This is an archive of the discontinued LLVM Phabricator instance.

[AArch64] Add nvcast patterns for v4f16 and v8f16
ClosedPublic

Authored by pirama on Apr 22 2015, 10:45 AM.

Details

Summary

Constant stores of f16 vectors can create NvCast nodes from various
operand types to v4f16 or v8f16 depending on patterns in the stored
constants. This patch adds nvcast rules with v4f16 and v8f16 values.

AArchISelLowering::LowerBUILD_VECTOR has the details on which constant
patterns generate the nvcast nodes.

Diff Detail

Event Timeline

pirama updated this revision to Diff 24240.Apr 22 2015, 10:45 AM
pirama retitled this revision from to [AArch64] Add nvcast patterns for v4f16 and v8f16.
pirama updated this object.
pirama edited the test plan for this revision. (Show Details)
pirama added reviewers: jmolloy, srhines, ab.
pirama added a subscriber: Unknown Object (MLST).

According to AArchISelLowering::LowerBUILD_VECTOR, nvcast from v2f32, v4f32, v2f64 can also be generated. However, I couldn't create the correct constant pattern that creates these ops.

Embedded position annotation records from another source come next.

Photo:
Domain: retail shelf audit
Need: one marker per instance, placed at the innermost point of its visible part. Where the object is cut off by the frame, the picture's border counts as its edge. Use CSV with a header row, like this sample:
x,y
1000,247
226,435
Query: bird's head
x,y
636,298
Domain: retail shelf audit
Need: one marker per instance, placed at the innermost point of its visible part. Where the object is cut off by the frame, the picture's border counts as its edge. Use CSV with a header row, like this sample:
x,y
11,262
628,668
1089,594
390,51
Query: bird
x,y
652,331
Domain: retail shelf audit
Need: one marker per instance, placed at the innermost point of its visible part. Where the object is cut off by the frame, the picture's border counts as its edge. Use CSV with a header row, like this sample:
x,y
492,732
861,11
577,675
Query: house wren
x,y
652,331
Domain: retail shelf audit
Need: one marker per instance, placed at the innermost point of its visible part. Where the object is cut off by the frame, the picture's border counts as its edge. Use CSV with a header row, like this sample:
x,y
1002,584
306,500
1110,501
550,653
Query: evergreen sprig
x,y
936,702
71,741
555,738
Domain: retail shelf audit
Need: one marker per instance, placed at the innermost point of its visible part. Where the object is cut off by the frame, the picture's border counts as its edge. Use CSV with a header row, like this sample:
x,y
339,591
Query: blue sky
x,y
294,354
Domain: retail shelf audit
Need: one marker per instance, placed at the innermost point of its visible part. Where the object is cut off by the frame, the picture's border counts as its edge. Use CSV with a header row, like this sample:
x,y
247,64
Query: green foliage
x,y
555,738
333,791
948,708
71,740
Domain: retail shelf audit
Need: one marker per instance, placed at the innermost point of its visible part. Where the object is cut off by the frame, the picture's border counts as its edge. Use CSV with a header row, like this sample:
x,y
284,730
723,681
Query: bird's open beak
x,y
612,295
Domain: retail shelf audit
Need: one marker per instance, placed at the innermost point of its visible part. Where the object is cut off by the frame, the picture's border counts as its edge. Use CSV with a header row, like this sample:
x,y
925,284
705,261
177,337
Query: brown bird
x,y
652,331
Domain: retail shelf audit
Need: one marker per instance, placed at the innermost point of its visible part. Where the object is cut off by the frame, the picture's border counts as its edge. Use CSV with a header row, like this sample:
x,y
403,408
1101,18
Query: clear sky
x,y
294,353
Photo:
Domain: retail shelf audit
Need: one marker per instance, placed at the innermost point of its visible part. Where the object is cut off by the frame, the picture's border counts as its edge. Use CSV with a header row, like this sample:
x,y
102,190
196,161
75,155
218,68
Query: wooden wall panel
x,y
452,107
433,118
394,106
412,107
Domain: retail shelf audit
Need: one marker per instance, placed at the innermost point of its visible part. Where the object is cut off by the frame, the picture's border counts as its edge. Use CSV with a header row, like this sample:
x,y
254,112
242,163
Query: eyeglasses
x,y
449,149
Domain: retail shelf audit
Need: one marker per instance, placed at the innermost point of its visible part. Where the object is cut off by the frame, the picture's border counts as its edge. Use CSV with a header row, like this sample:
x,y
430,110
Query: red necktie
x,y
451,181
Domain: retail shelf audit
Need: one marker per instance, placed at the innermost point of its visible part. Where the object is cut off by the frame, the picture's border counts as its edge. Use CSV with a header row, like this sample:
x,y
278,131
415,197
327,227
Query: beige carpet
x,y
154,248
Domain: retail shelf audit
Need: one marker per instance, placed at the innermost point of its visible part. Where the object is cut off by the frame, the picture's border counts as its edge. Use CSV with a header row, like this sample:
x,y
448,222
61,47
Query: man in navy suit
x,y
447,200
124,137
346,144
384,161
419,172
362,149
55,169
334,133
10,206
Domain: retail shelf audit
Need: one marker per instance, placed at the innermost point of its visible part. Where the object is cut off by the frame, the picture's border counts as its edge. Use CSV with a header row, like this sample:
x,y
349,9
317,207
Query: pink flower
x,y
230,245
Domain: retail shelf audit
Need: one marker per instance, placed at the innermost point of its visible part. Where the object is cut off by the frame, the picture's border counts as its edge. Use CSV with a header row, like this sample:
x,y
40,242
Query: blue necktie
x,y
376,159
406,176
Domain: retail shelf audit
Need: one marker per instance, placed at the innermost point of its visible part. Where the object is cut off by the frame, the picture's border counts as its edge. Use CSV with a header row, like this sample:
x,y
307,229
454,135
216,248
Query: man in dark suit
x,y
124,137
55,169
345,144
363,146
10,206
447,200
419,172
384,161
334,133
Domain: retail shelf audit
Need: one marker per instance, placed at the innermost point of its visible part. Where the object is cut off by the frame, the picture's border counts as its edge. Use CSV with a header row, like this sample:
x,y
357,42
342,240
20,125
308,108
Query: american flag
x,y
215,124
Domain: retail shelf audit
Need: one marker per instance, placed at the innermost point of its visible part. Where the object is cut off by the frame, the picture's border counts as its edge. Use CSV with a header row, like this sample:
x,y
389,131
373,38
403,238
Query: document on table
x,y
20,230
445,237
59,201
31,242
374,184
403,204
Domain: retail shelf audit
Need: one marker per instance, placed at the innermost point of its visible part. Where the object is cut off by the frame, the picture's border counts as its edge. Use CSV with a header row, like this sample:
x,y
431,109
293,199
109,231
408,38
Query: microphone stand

For completeness, I can add patterns for v2f32 to v4f16 and also v4f32 and v2f64 to v8f16, but I might need some assistance adding tests for them, though.

jmolloy accepted this revision.Apr 22 2015, 11:05 AM
jmolloy edited edge metadata.

LGTM

This revision is now accepted and ready to land.Apr 22 2015, 11:05 AM
ab accepted this revision.Apr 22 2015, 11:16 AM
ab edited edge metadata.
ab added inline comments.
test/CodeGen/AArch64/fp16-vector-nvcast.ll
6

Note that you can add the nounwind attribute to the function (in a group) to avoid matching those pesky CFI directives.

pirama updated this revision to Diff 24251.EditedApr 22 2015, 12:54 PM
pirama edited edge metadata.

Clean up test by setting nounwind attribute to functions.

This revision was automatically updated to reflect the committed changes.